The Laravel and Express app share access to an S3 bucket, which Express can get all its files from (provided in the serialised object as path strings) to include in the Word document. That worked nicely, and wasn't hard to set up.
Well, actually, it was a pain. Async vs sync caused me no end of grief as a) Express needs sync function calls in the router and b) I was using a lot of forEach
and map
, which have issues likewise. Not wanting to rewrite it all, I was grateful for a second reason to ditch this approach: tenancy again.
So I tried something out. Since I was in control of image sizes, could I pass the images in as part of the serialised object? It turns out, yes. With some tweaking of Express' config, I was able to accept large post requests, and using Base64 encoding, I could include images in the JSONified document.
So now, Laravel wraps up the whole document in a JSON object, images included, POSTs it to Express which makes a Word document out of it, which streams that back to Laravel to save to disk or to stream to the user as a downloadable attachment.
But then Serverless failed me, and I got nervous about trusting it.
Using Express and going server-ful
Serverless kept failing to establish a connection during development, with no errors or reasons. So I removed a whole load of complexity and abandoned it.
Instead, I deploy the Express app as a project to the same Forge server as my Laravel app. A Daemon boots it and watches it, and it runs happily at localhost. My Laravel app can reach it, and that's all that matters.

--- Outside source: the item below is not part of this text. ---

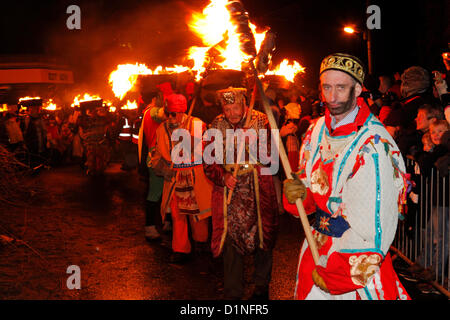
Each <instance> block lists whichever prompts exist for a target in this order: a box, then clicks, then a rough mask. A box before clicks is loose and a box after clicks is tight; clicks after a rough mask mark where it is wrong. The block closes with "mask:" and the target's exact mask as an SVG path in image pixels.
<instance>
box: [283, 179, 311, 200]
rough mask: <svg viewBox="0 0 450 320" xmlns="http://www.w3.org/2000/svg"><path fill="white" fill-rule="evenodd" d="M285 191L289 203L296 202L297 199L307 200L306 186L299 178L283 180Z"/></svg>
mask: <svg viewBox="0 0 450 320" xmlns="http://www.w3.org/2000/svg"><path fill="white" fill-rule="evenodd" d="M283 193H284V195H285V196H286V199H287V200H288V202H289V203H295V201H296V200H297V199H302V200H305V198H306V186H305V185H304V184H303V182H301V181H300V180H299V179H286V180H284V181H283Z"/></svg>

It removes a load of unnecessary network latency too.
If I ever need to pivot back, it won't be hard to do using some sort of edge function workers, or similar. But for now, this is a lean, fast solution.
So where are we?
I have a Laravel app that can directly, or as part of a job, make POST requests to an Express app on the same server to get some work done. Laravel and Express make this very easy. The Express server can be deployed, and even scaled, elsewhere if necessary at a later date.
The requests to the Express app are entirely stateless and self-contained, which is a nice win and lends itself to scaling later. Did I accidentally make a microservice? I feel dirty.
I also found out that Forge was more than happy with this slightly odd config, and has had my back like it was all Laravel.
DOCX has since been explored further, and I've achieved quite a lot with it. So I think it's here to stay.
My plan, if the requests and objects are too large, is to zip the objects as they are streamed into a file. The file will never need to be stored to disk, instead the Express app can just unzip on the fly (say, a JSON file and a set of image files in a flat zip file) and otherwise work as it did before.